China’s traditional media face massive shift to digital

Global Business

China’s traditional media face massive shift to digital

Like much of the world, China is undergoing a rapid transformation of its media industry, with traditional platforms shifting to digital.

Major organizations such as Caixin, one of China’s most renowned media groups, are feeling the pressure to diversify to mobile platforms. Caixin’s Associate Managing Editor Huang Shan said that packaging your content the right way is paramount to survival – as readers’ attention spans become shorter and internet habits change.

“Provide very incisive and compact information packages. Make your content more readable; don’t use a lot of jargon, complex words,” Huang explained of their strategy.

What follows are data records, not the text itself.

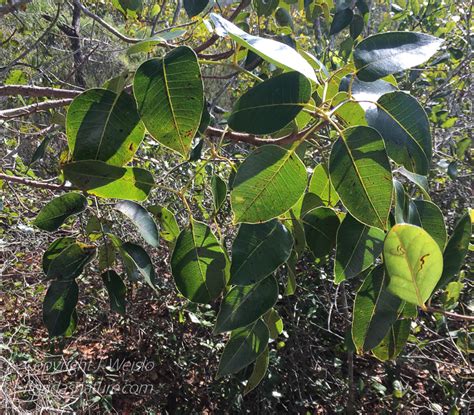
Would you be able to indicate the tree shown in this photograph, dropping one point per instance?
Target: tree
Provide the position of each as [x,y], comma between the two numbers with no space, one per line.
[302,105]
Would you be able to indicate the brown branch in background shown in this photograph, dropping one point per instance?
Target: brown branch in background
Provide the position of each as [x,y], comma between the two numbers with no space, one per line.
[33,183]
[33,108]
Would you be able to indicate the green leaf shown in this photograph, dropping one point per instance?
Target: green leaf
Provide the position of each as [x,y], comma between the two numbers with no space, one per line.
[320,228]
[58,305]
[243,348]
[279,54]
[141,262]
[103,125]
[387,53]
[320,184]
[194,7]
[169,227]
[267,184]
[375,311]
[357,248]
[104,180]
[54,249]
[404,127]
[258,373]
[258,250]
[413,261]
[360,172]
[243,305]
[199,264]
[70,262]
[341,20]
[394,342]
[53,215]
[456,250]
[170,99]
[141,219]
[219,191]
[270,105]
[116,290]
[430,218]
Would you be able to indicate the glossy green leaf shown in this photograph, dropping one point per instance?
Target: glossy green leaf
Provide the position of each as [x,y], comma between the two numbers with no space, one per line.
[320,184]
[70,262]
[258,373]
[194,7]
[104,180]
[360,172]
[169,228]
[430,218]
[140,260]
[219,192]
[456,250]
[270,105]
[404,127]
[320,228]
[243,305]
[58,305]
[243,348]
[341,20]
[394,342]
[387,53]
[268,183]
[53,215]
[54,249]
[141,219]
[258,250]
[357,248]
[279,54]
[116,290]
[413,261]
[199,264]
[103,125]
[170,99]
[375,311]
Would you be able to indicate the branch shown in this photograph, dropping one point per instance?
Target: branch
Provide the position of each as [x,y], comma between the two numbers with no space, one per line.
[33,108]
[33,183]
[37,91]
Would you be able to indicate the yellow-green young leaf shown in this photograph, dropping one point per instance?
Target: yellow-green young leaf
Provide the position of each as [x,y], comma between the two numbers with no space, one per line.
[104,180]
[320,228]
[103,125]
[375,310]
[259,371]
[170,99]
[199,264]
[141,219]
[279,54]
[270,105]
[387,53]
[357,248]
[53,215]
[258,250]
[243,305]
[427,215]
[70,262]
[413,261]
[58,305]
[394,342]
[116,290]
[267,184]
[360,172]
[243,348]
[404,127]
[320,184]
[456,250]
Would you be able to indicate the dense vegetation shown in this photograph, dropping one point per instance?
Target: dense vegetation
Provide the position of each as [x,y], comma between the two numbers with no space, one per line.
[257,206]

More than ever before, social media has handed control back to the public, who can not only choose what media they want to consume, but can play a role in producing it themselves.

China’s major social platform Wechat now has hundreds of millions of followers, with ever more people playing a leading role in media production. That’s a change media groups are hoping to take advantage of.

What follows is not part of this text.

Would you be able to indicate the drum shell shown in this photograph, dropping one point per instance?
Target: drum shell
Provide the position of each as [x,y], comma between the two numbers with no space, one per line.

Shen Qiang, Chief Technology Officer at Microsoft Ventures, said that understanding what customers need is the most important thing. And helping users to find content that’s interesting for them is something a popular news site Today’s Headlines (Jinri Toutiao) has been achieving.

Launched by Bytedance, the company has 300 million users, and more than 30 million of them receive personalized headline pages each day. The company is leveraging user preference data to serve their needs.

“For example, if our system knows you like Yunnan, we can give you a flash deal under the travel story about Yunnan. Information gives us a lot of room for imagination, lots of room,” said Tina Zhao, VP of Bytedance.

Technology and consumers’ changing needs are redefining China’s media industry. Serving up audiences and users with personalized content will certainly create unique competition within the media industry.